In a new study published in Science Advances, scientists at Hospital del Mar Research Institute (IMIM) and their collaborators at the Center for Applied Medical Research (CIMA), the University of Navarra, and Pompeu Fabra University describe a group of proteins found exclusively in liver tumors that could help guide the development of novel cancer vaccines. Their work is detailed in a paper titled, “Microproteins encoded by noncanonical ORFs are a major source of tumor-specific antigens in a liver cancer patient meta-cohort.”
These so-called microproteins or noncoding ORF-derived (ncORF) peptides are small proteins expressed only by cancer cells that can be used to activate the immune system against cancer. Furthermore, these molecules are generated by genes that were once considered incapable of encoding proteins. The scientists discovered the proteins in this study by integrating and analyzing information from tumor and healthy tissue collected from over a hundred patients with hepatocellular carcinoma including RNA sequencing, immunopeptidomics, and ribosome profiling data.

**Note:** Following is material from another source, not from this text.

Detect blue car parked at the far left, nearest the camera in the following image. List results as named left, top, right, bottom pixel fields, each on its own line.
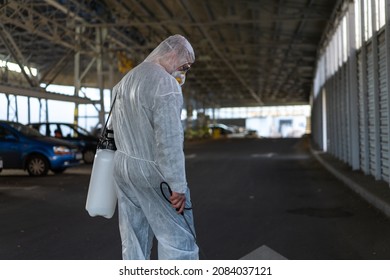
left=0, top=121, right=82, bottom=176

There is significant interest in cancer vaccines which rely on the immune system’s ability to recognize foreign proteins generated as a result of mutations in cancerous cells. The challenge lies with cancers with low mutation rates like liver cancers. Microproteins could be a solution in these cases. The results reported in the paper highlight the potential of using microproteins exclusively expressed in tumor cells as targets for new treatments. Specifically, the researchers identified “a subset of 33 tumor-specific long noncoding RNAs expressing novel cancer antigens shared by more than 10% of the HCC samples analyzed, which, when combined, cover a large proportion of the patients,” according to the paper.

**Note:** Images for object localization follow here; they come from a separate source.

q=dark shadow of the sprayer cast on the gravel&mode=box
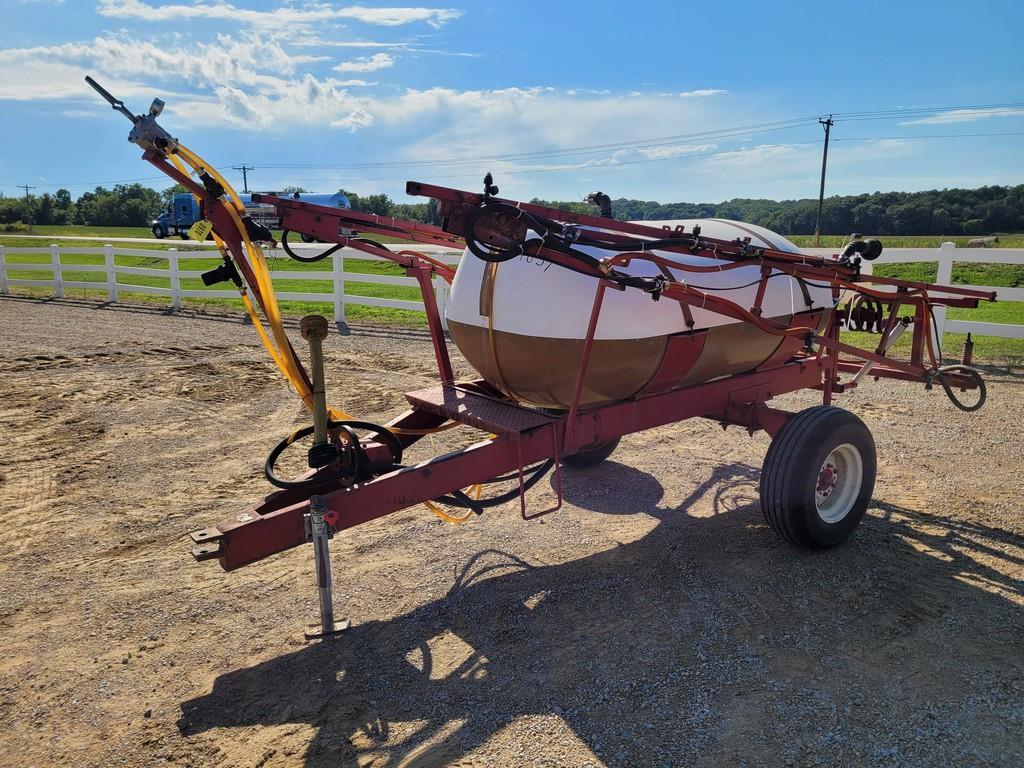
[179,461,1024,766]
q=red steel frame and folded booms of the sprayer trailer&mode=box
[163,173,995,570]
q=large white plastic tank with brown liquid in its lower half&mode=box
[446,219,835,409]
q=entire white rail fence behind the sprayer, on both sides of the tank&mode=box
[0,243,1024,339]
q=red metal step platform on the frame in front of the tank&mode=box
[406,384,560,437]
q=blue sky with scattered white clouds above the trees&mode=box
[0,0,1024,202]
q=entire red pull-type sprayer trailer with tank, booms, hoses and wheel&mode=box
[90,81,995,633]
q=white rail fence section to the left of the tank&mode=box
[0,245,461,329]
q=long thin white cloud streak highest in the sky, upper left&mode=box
[97,0,462,29]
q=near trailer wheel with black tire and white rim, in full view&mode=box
[761,406,878,549]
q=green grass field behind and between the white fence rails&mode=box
[0,226,1024,366]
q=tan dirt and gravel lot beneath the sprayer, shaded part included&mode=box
[0,299,1024,767]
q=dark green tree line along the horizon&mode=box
[0,183,1024,236]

In fact, “we have seen that some of these microproteins can stimulate the immune system, potentially generating a response against cancer cells,” said Puri Fortes, PhD, one of the paper’s authors and a researcher at CIMA as well as the Network Biomedical Research Center for Liver and Digestive Diseases (CIBERehd). According to the paper, when the team tested four ncORF-derived peptides in transgenic mice, they found that two of them could generate a significant immune response involving CD8+ T cells. “This response can be enhanced with vaccines, similar to the coronavirus vaccines, but producing these microproteins. These vaccines could stop or reduce tumor growth,” said Fortes.
Also, unlike other types of vaccines based on patient-specific mutations, a potential anticancer vaccine that targets ncORF peptides could be used to treat multiple people, as the same microprotein is expressed in various patients, the researchers noted.